Anlage 2.10
Beschluß der Konferenz der Datenschutzbeauftragten des Bundes
und der Länder auf ihrer 48. Sitzung
Fehlende bereichsspezifische gesetzliche Regelungen bei der
Justiz
Obwohl seit dem Volkszählungsurteil des Bundesverfassungsgerichts mehr
als 10 Jahre vergangen sind, werden im Bereich der Justiz sensible
personenbezogene Daten nach wie vor ohne die vom Bundesverfassungsgericht
geforderten bereichsspezifischen gesetzlichen Grundlagen erhoben und verarbeitet.
Statt dessen sind in den letzten Jahren in zunehmendem Maße automatisierte
Verfahren neu eingesetzt worden. Die Eingriffe in das Recht auf informationelle
Selbstbestimmung stützen die Justizverwaltungen auf die Rechtsprechung
des Bundesverfassungsgerichts zum sog. Übergangsbonus.
Die Datenschutzbeauftragten des Bundes und der Länder weisen im Hinblick
auf die kommende Legislaturperiode den Bundesgesetzgeber erneut darauf hin,
daß gesetzliche Regelungen im Bereich der Justiz überfällig
sind. Dabei ist nicht die jeweils geübte Praxis zu legalisieren, sondern
es muß vorab unter datenschutzrechtlichen Gesichtspunkten geprüft
werden, welche Form der Datenerhebung und -verarbeitung in welchem Umfang
erforderlich ist. Der zur Zeit dem Bundesrat vorliegende Entwurf eines
Strafverfahrensänderungsgesetzes beispielsweise wird datenschutzrechtlichen
Anforderungen in keiner Weise gerecht.
Im Bereich der Justiz fehlen ausreichende gesetzliche Regelungen für
die
- Datenverarbeitung im Strafverfahren, insbesondere in automatisierten Dateien,
- Datenerhebung, -verarbeitung und -nutzung im Strafvollzug,
- Übermittlung von Daten aus den bei Gerichten geführten Registern
(z.B. Grundbuch) und deren Nutzung durch die Empfänger,
- Datenübermittlung von Amts wegen durch Gerichte und Staatsanwaltschaften
an Gerichte, Behörden und sonstige öffentliche Stellen
(Justizmitteilungsgesetz)
- Aufbewahrung von Akten, Karteien und sonstigen Unterlagen sowie die Dauer
der Speicherung in automatisierten Dateien.

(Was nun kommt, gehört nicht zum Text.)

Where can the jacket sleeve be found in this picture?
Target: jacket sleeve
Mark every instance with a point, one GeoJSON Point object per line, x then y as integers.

Eine Berufung auf den sog. Übergangsbonus auf unbegrenzte Zeit steht
nicht in Übereinstimmung mit der Rechtsprechung des
Bundesverfassungsgerichts. Die Datenschutzbeauftragten halten es deshalb
zum Schutz des Rechts des Einzelnen auf informationelle Selbstbestimmung
für geboten, wegen der mit der Datenerhebung, Verarbeitung und Nutzung
verbundenen Rechtseingriffe in der neuen Legislaturperiode unverzüglich
bereichsspezifische Regelungen der materiellen Voraussetzungen sowie der
organisatorischen und verfahrensrechtlichen Vorkehrungen zu schaffen, welche
der Gefahr einer Verletzung des Persönlichkeitsrechtes des Bürgers
entgegenwirken.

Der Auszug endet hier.